The Jays threatened again in the fifth when one-out singles by Orlando Hudson and Russ Adams put runners on the corners, but Wright got Frank Catalanotto to ground in a double play to again keep the score 1-0.
Wright then retired the next five Blue Jays he faced but, nursing a still-slim 2-0 lead in the seventh, gave up a two-out single to Erik Hinske. Wright then battled Orlando Hudson, falling behind 1-0, then getting two strikes (one looking, one swinging), only to fall behind 3-2, the third ball being a wild pitch that moved Hinske to second. On his final pitch of the night, Wright muscled up and blew Hudson away to end the inning, after which Wright left the mound with a furious fist pump and a primal scream with which he seemed to be releasing the frustrations that had built up over more than three months of injury rehab.
With Toronto starter Scott Downs out of the game, the Yankees responded to Wright’s performance with a four spot in the bottom of the seventh and added another run in the eighth to top off a convincing 7-0 win and give bullpen aces Rivera and Gordon another much-needed night off.
The first two Yankee runs in the seventh scored when Hideki picked up Alex Rodriguez (who had struck out on three pitches with the bases loaded and none out) by singling home Tony Womack and Bernie Williams, who had reached on a single and a walk respectively. There was a close play at the plate on Bernie, who slid in feet first. Gregg Zaun failed to block the plate as well as Posada (!), and tagged Bernie’s folded up right leg after as his extended left leg touched the dish. The ump got it right, and the replays were pretty clear, but Toronto manager John Gibbons got his money worth and an early shower with a classic, bill-to-bill argument with his doppleganger, home plate ump Marvin Hudson as the Jays dropped their fourth straight game.
By The Way
- Derek Jeter sat out the game with a sore thumb. In his place, Felix Escalona went 1 for 3 with an RBI and a hit-by-pitch. Jeter is expected to be back in the line-up tonight.
- Jason Giambi broke an 0-for-21 slump by going 2 for 3 with a resounding RBI single in the seventh.

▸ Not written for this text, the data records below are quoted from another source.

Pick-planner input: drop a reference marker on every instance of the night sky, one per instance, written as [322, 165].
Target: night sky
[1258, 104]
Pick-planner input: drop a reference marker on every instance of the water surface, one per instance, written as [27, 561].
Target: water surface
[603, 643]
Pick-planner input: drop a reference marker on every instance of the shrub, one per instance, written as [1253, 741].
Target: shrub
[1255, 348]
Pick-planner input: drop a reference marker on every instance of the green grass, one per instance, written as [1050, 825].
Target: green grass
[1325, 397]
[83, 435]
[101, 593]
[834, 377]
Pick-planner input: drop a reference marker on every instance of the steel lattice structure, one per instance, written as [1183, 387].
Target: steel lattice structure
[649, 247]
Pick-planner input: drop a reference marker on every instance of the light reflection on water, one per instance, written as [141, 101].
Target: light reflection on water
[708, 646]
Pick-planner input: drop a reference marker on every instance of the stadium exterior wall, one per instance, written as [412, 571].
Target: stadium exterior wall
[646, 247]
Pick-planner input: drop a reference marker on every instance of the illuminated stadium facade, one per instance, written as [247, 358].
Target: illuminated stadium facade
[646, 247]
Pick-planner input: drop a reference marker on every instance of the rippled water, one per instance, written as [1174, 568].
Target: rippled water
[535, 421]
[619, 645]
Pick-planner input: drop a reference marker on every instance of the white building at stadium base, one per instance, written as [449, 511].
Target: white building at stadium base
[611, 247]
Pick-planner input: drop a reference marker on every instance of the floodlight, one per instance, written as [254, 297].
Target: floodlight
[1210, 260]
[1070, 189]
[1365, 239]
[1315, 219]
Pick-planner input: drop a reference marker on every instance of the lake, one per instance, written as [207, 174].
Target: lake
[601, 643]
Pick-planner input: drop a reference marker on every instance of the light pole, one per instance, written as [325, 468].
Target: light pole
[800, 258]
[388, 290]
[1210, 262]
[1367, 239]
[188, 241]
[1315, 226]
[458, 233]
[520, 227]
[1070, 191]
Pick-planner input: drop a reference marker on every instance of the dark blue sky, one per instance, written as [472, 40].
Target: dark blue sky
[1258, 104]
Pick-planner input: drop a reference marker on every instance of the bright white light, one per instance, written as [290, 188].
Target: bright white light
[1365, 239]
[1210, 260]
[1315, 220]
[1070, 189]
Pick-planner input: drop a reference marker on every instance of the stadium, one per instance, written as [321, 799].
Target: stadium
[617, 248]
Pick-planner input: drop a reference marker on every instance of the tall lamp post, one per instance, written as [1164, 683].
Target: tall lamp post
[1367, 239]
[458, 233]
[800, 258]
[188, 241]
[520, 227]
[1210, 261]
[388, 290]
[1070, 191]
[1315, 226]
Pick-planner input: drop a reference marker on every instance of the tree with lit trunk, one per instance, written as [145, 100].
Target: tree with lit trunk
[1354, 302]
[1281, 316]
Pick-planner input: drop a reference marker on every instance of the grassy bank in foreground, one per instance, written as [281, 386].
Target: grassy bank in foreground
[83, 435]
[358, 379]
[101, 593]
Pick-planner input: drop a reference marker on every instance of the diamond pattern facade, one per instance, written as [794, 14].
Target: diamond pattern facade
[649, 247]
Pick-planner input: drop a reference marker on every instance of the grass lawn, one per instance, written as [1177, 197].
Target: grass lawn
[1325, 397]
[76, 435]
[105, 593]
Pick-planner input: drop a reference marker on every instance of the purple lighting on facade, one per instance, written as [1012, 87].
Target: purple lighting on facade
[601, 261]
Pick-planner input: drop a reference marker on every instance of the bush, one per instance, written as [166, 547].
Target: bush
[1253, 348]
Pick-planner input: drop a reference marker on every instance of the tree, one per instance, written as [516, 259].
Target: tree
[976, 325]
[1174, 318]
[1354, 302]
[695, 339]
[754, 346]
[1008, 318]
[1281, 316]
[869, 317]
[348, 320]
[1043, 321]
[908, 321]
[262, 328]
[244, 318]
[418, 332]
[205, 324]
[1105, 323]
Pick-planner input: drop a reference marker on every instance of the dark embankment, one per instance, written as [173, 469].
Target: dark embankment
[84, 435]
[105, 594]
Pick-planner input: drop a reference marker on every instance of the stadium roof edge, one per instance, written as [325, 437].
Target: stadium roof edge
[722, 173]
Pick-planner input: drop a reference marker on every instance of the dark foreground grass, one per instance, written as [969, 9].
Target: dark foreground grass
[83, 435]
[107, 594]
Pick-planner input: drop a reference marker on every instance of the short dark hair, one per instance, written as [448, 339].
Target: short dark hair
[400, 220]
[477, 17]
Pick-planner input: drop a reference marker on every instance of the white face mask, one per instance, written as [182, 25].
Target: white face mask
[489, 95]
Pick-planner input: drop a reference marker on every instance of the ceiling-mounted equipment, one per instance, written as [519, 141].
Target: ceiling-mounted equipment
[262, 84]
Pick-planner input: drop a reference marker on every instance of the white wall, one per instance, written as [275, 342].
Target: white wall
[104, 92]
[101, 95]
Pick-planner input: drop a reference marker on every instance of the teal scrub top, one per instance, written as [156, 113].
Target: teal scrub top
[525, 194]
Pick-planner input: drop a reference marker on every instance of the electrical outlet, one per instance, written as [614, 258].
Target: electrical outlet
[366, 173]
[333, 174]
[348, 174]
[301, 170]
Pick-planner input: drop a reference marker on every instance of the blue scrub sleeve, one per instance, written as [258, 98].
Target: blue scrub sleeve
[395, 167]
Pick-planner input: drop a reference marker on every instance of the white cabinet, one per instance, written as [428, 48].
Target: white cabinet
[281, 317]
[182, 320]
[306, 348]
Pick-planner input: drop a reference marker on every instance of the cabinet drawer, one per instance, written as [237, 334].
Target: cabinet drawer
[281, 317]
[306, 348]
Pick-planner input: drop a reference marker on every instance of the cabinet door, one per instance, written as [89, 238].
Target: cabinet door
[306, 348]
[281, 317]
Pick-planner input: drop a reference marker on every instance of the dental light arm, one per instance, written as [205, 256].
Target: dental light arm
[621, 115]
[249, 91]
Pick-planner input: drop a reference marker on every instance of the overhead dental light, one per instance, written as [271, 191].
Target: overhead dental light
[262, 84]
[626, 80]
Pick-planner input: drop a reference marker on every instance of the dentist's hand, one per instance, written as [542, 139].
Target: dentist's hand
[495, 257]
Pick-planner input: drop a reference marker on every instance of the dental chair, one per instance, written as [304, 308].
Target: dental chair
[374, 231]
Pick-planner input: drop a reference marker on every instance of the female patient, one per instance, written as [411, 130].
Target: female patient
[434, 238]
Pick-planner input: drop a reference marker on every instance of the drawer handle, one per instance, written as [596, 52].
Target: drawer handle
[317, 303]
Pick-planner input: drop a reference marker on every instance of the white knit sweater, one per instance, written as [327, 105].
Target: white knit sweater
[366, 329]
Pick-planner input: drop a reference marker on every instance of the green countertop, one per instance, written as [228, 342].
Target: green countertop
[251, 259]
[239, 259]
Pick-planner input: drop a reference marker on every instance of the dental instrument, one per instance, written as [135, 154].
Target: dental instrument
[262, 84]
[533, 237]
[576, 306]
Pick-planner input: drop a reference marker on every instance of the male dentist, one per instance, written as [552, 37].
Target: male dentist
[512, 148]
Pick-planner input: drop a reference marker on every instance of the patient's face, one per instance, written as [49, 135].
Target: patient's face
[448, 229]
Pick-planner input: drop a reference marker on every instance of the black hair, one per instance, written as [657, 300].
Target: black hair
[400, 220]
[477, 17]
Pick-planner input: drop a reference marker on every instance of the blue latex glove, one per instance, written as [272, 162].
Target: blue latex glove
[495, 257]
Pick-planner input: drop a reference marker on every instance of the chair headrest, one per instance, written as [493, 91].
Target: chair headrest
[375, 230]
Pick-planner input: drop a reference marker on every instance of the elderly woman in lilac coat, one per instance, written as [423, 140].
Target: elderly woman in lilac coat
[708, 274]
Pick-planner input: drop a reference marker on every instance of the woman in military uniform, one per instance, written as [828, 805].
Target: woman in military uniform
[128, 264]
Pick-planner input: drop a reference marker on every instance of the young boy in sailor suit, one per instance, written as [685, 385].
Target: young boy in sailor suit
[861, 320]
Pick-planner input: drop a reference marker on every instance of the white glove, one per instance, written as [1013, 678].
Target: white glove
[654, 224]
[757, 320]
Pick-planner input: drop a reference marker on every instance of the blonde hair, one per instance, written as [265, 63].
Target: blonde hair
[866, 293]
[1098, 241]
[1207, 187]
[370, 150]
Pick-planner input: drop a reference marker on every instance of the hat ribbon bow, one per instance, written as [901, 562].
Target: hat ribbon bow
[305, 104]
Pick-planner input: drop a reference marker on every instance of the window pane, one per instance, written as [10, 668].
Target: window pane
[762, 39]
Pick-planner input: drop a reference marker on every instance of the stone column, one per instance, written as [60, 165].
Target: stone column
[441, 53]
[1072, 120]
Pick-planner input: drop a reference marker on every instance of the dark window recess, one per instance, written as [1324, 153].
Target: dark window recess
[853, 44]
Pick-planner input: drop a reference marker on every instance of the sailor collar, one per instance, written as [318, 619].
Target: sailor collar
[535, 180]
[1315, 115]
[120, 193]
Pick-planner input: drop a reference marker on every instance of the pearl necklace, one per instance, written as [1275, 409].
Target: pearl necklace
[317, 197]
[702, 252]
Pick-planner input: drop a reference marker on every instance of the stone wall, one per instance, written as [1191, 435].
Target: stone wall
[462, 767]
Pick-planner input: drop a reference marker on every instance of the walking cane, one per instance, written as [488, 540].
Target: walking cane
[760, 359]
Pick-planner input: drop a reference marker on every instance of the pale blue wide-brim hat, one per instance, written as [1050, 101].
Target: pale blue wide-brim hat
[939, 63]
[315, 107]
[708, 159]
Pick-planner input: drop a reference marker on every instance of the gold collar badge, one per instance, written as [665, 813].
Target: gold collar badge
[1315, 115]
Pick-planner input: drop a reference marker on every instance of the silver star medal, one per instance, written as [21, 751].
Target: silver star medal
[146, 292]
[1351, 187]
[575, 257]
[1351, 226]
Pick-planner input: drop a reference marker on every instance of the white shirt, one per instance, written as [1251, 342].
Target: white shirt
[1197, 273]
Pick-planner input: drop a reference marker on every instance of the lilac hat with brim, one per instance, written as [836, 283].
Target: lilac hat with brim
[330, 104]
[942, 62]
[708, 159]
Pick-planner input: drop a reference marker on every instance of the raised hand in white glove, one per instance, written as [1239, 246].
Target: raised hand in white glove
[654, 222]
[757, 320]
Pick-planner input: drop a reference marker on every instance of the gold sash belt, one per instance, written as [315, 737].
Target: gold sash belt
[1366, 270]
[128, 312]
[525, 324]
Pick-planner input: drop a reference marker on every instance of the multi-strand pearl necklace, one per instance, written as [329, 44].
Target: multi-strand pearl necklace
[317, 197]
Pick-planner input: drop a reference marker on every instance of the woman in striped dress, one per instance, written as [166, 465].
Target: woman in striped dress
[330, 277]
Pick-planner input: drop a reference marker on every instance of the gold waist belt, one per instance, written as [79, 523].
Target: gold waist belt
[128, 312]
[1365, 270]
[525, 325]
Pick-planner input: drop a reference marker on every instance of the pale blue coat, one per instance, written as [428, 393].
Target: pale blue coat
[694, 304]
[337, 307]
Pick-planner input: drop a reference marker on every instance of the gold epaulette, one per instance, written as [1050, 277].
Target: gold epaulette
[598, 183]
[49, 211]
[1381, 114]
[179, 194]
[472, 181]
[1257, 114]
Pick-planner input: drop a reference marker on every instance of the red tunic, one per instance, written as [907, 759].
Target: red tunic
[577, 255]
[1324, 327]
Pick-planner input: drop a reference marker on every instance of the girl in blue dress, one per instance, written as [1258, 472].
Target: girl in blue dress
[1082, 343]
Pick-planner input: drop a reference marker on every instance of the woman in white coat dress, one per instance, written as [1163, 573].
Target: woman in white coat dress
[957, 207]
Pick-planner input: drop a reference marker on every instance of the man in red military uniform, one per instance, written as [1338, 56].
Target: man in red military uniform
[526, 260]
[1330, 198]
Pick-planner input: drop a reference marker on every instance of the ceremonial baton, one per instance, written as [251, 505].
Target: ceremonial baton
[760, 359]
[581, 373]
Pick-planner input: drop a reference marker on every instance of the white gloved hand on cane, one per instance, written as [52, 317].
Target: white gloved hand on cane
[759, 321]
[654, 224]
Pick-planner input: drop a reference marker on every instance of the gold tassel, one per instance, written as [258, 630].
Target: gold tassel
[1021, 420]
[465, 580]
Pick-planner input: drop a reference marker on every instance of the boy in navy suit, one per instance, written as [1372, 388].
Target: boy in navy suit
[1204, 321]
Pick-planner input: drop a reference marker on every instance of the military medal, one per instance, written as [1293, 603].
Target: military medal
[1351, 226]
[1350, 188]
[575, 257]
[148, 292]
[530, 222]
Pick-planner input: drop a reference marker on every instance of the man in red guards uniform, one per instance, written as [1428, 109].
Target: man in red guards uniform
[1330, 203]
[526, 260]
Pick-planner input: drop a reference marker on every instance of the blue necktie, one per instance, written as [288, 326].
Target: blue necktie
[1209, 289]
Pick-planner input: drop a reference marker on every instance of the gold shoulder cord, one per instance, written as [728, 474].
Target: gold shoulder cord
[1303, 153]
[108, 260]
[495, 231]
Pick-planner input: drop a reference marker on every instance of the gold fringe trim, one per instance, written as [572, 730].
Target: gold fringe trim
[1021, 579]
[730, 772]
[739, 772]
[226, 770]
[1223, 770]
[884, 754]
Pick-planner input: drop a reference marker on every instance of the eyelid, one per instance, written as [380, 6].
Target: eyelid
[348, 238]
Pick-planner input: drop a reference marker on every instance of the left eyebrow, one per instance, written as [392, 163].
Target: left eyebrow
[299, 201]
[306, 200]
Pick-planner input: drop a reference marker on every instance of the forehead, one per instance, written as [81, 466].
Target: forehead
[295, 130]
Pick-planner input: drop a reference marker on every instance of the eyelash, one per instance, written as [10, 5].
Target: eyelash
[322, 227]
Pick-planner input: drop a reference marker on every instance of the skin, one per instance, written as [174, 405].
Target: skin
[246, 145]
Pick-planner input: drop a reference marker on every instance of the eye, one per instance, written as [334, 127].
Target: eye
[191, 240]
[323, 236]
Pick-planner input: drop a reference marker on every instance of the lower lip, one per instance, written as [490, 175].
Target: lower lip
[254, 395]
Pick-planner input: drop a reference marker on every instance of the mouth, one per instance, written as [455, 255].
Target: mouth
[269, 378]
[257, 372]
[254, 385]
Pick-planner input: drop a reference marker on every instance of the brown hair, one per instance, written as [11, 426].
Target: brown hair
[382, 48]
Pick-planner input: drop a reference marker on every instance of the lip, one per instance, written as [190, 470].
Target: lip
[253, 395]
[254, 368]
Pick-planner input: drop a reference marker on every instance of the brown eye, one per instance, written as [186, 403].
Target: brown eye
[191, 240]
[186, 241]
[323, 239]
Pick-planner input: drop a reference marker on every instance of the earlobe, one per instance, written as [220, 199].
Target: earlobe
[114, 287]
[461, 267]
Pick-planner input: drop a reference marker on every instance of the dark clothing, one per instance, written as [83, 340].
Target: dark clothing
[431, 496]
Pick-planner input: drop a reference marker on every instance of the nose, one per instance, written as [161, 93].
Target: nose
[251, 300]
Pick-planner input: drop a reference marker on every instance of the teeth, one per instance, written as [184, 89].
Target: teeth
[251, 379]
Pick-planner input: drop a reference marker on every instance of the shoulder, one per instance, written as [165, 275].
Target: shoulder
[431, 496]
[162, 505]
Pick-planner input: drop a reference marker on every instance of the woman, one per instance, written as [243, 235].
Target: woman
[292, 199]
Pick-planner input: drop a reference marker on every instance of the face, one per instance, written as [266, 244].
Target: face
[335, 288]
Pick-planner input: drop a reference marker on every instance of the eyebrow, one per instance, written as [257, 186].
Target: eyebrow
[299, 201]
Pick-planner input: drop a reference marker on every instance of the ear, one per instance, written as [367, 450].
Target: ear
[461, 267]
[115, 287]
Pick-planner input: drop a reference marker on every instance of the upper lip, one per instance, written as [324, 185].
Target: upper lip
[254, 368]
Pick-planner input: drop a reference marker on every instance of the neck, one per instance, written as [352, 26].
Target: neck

- The final Yankee run scored when an Alex Rodriguez double off the top of the left field wall cashed in a lead-off double by . . . Tony Womack!? Leading off the game in Jeter’s absence, Womack picked up his ninth extra base hit of the year in 341 plate appearances, raising his slugging percentage to .273.
- Bubba Crosby, who incidentally has no extra base hits in the majors this season, has not started a game since July 28, and has just four plate appearances since that start, fewer than Escalona, who has appeared in just two games since being called up on August 8.